Not Mediaeval, but from the early Renaissance and surprisingly fresh and attractive to my brain is Anthoine de Bertrand - Les amours de Ronsard, especially "Je ne suis seulement amoureus de Marie" which brings back fine memories to the time I myself wasn't just in love with Mary... I'm not sure it's easy to find though.

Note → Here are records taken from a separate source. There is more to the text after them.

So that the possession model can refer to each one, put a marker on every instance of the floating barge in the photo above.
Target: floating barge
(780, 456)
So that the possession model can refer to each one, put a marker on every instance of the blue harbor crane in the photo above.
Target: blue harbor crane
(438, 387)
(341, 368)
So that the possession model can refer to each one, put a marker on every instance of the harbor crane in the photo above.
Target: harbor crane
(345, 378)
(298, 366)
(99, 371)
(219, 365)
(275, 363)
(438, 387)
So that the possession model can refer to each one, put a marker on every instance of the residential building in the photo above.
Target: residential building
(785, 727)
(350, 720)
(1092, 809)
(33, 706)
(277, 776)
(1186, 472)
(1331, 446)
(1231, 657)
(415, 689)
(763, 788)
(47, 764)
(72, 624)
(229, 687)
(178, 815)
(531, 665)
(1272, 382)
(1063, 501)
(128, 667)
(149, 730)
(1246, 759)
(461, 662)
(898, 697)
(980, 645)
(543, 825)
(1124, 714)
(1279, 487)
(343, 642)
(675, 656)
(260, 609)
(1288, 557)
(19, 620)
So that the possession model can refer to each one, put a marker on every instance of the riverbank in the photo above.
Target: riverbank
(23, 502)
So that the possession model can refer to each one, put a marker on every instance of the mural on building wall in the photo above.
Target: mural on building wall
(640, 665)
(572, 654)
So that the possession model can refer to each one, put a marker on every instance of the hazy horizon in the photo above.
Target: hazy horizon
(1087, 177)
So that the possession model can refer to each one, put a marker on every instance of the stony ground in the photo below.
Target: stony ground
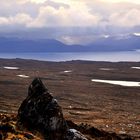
(108, 107)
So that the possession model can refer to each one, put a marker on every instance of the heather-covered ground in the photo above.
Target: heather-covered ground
(112, 108)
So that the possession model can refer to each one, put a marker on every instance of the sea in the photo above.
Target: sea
(126, 56)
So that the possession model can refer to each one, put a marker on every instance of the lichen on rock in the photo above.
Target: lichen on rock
(40, 111)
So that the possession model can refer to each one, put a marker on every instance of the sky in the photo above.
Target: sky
(70, 21)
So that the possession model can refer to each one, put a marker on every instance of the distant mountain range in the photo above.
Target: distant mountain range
(106, 43)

By the way: I'm a big Zappa fan myself as you seem to be, especially of his synclavier music (Phase III). A universe of its own


----------



## Autocrat (Nov 14, 2014)

Blancrocher said:


> Where the heck did Leoš Janáček come from?!


Czechoslovakia.


----------



## Woodduck (Mar 17, 2014)

Listening to lesser composers from the Classical period (Dittersdorf, Dussek, Myslivecek, et al), I'm apt to be very "period conscious," trying to feel how the music "fits in," which I'm not while listening to Mozart or Haydn, except maybe to think momentarily "this transcends the Classical period." To a certain extent that distinction applies to the great and not-so-great composers of any era.


----------



## Clairvoyance Enough (Jul 25, 2014)

One poster explained in another thread that they don't like to follow romantic era music with pieces from previous eras because the orchestration will sound thin by comparison, and I've experienced this too. But the adagio of Bach's violin sonata 1 always sounds more dramatic and expansive than whatever came before it. I have similar feelings for the opening of the 5th cello suite, the chaconne, and a few others, but that adagio in particular sounds as big as Mahler to me, and it comes to mind every time there's a discussion about what this or that baroque/classical era composer would have sounded like in the romantic era.


----------



## Stavrogin (Apr 20, 2014)

I don't know what Satie's style period was but I am quite sure he transcended it.


----------